Question

Question #306cf

Answer 1

Left side:

`"K"`: `1+`

`"Cl"`: `7+`

`"O"`: `2-`

Right side:

`"K"`: `1+`

`"Cl"`: `1-`

`"O"`: `0`

Explanation:

We're asked to assign an oxidation state to each element on both sides of the equation.

All pure elements have an oxidation state of `0`, so the oxygen on the right side has an oxidation state of `0`.

An important fact worth knowing is that oxygen will almost always have an oxidation state of `2-` when in a compound. (The most common exception to this are superoxides, such as `"KO"_2`).

Thus, oxygen on the left side has an oxidation state of `2-`.

Group `1` metals such as `"Na"` and `"K"` will almost always have a `1+` oxidation state, so the potassium on both sides has an oxidation state of `1+`.

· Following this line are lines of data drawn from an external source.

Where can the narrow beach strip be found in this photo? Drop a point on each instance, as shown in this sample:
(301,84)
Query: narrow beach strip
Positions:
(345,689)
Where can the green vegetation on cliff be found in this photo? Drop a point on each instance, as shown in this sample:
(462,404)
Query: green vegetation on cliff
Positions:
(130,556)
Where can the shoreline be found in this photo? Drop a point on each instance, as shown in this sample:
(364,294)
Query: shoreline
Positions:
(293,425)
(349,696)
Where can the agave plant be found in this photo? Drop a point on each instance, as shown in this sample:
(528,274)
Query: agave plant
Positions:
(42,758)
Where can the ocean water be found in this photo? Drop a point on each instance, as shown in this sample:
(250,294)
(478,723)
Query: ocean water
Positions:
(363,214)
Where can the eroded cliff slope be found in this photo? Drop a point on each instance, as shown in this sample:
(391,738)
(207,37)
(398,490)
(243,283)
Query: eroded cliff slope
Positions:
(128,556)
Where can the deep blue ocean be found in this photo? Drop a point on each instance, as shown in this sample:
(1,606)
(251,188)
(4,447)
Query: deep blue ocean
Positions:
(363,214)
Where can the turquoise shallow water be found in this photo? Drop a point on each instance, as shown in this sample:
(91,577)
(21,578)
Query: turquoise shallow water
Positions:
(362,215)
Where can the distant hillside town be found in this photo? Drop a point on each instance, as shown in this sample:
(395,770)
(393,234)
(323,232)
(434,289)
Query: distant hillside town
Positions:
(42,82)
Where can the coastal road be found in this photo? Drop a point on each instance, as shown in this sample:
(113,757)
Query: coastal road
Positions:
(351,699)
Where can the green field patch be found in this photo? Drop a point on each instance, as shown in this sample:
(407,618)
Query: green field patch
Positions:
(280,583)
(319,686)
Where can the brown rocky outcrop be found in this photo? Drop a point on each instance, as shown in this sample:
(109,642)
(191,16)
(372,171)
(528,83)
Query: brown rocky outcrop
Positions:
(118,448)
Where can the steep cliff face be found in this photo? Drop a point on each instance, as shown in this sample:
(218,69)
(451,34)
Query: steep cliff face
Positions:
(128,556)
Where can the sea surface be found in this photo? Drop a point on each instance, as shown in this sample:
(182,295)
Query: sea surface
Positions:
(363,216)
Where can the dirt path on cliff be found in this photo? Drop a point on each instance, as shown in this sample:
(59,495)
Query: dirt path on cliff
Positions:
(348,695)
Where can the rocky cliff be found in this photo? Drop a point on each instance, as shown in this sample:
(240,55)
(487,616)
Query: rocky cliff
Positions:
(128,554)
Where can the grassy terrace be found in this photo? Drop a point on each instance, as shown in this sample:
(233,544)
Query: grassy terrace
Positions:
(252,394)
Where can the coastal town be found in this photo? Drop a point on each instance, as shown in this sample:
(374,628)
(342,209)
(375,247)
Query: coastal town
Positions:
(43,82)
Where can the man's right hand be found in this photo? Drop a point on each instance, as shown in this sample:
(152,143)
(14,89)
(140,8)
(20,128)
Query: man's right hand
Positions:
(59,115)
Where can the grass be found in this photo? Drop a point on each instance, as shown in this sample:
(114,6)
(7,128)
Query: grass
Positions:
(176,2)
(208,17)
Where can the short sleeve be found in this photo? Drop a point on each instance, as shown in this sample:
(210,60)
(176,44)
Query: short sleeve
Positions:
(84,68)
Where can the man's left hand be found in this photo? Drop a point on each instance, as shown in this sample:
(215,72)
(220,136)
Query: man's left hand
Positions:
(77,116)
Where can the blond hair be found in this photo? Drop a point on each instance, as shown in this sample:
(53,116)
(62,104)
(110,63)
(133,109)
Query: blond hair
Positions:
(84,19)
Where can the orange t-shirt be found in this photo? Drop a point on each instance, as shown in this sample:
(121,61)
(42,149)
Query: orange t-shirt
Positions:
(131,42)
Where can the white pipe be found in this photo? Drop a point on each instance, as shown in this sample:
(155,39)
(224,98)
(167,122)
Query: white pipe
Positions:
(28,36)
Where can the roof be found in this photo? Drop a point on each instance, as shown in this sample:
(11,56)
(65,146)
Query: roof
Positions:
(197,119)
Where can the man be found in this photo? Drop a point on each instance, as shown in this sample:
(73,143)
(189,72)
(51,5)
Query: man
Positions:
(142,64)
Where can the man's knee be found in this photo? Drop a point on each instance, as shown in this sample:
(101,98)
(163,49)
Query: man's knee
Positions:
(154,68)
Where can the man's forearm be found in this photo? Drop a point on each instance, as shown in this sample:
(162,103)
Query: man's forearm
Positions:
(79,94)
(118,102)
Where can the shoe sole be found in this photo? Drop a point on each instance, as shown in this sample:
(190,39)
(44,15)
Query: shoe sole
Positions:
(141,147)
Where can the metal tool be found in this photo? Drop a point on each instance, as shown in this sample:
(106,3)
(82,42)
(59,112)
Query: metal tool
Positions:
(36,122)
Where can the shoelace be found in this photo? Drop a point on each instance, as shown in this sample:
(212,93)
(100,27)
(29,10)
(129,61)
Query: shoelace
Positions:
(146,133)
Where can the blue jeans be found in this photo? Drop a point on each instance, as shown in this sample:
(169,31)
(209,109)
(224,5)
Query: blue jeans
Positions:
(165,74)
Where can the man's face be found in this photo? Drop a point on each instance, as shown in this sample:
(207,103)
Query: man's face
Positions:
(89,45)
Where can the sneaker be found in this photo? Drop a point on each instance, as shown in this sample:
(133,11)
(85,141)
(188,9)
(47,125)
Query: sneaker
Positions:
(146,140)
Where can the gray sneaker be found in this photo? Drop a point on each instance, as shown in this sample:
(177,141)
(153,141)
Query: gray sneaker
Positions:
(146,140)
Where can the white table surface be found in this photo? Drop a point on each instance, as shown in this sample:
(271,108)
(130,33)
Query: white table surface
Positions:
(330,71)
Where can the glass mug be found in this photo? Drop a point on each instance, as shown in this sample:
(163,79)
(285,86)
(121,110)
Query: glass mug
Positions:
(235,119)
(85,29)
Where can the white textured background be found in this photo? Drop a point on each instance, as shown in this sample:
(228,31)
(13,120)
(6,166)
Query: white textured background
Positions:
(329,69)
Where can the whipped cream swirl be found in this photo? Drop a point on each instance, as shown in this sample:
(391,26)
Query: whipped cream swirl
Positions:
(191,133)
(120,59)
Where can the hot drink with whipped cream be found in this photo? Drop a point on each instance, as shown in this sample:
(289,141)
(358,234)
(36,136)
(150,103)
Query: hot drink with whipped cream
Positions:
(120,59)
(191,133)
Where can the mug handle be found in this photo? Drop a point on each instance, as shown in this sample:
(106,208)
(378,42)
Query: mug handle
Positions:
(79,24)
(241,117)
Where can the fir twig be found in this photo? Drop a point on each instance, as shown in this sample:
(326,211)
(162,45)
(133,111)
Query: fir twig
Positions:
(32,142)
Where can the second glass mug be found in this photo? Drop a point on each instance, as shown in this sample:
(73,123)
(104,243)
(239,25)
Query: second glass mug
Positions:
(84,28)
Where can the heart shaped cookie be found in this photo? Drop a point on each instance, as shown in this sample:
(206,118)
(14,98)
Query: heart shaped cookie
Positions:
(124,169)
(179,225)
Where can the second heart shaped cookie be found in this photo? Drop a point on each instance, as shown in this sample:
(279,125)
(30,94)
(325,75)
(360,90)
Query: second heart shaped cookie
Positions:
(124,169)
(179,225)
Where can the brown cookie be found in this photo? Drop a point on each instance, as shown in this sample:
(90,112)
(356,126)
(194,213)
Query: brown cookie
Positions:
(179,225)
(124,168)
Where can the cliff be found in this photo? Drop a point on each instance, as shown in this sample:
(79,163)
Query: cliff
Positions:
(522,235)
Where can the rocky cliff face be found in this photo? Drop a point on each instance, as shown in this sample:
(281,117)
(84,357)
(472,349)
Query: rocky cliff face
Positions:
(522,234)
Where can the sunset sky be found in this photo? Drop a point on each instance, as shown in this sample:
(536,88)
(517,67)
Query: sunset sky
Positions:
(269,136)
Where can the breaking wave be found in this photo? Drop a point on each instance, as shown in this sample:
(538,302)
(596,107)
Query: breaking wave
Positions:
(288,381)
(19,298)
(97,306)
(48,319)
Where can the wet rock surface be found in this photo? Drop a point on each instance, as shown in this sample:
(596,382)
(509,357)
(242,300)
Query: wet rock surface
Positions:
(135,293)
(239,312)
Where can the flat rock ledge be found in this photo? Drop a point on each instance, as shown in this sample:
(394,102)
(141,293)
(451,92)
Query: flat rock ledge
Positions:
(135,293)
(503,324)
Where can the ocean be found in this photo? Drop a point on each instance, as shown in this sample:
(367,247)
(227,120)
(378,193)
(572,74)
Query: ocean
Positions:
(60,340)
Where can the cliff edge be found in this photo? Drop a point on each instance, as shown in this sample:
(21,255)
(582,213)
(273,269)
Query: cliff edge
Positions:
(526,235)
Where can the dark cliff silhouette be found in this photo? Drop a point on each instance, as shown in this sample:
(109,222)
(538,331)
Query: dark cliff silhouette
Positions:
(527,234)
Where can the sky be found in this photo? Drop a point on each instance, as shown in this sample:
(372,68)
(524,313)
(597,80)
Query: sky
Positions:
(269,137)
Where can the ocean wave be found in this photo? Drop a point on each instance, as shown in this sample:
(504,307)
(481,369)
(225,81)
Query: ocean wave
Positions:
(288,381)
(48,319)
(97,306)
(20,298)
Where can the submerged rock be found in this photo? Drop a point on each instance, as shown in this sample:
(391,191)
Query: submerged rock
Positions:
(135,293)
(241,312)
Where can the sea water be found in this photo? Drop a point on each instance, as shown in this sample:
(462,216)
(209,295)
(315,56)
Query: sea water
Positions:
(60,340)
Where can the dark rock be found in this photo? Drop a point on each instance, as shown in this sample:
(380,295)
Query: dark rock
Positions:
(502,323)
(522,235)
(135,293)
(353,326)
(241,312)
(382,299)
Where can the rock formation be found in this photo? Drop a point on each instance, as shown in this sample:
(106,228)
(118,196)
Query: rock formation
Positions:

Now, we only have `"Cl"` left.

All neutral compounds have a net oxidation state of `0`, so we use a little simple math to find the oxidation state of chlorine on both sides:

Left side:

`"KClO"_4`: `overbrace(1+)^"K" + overbrace(x)^"Cl" + overbrace(4(2-))^(4color(white)(l)"O atoms") = 0`

`x = color(red)(+7`

The oxidation state of `"Cl"` on the left side is thus `color(red)(7+`.

Right side:

`"KCl"`: `overbrace(1+)^"K" + overbrace(x)^"Cl" = 0`

`x = color(blue)(-1`

The oxidation state of `"Cl"` on the right side is thus `color(blue)(1-`.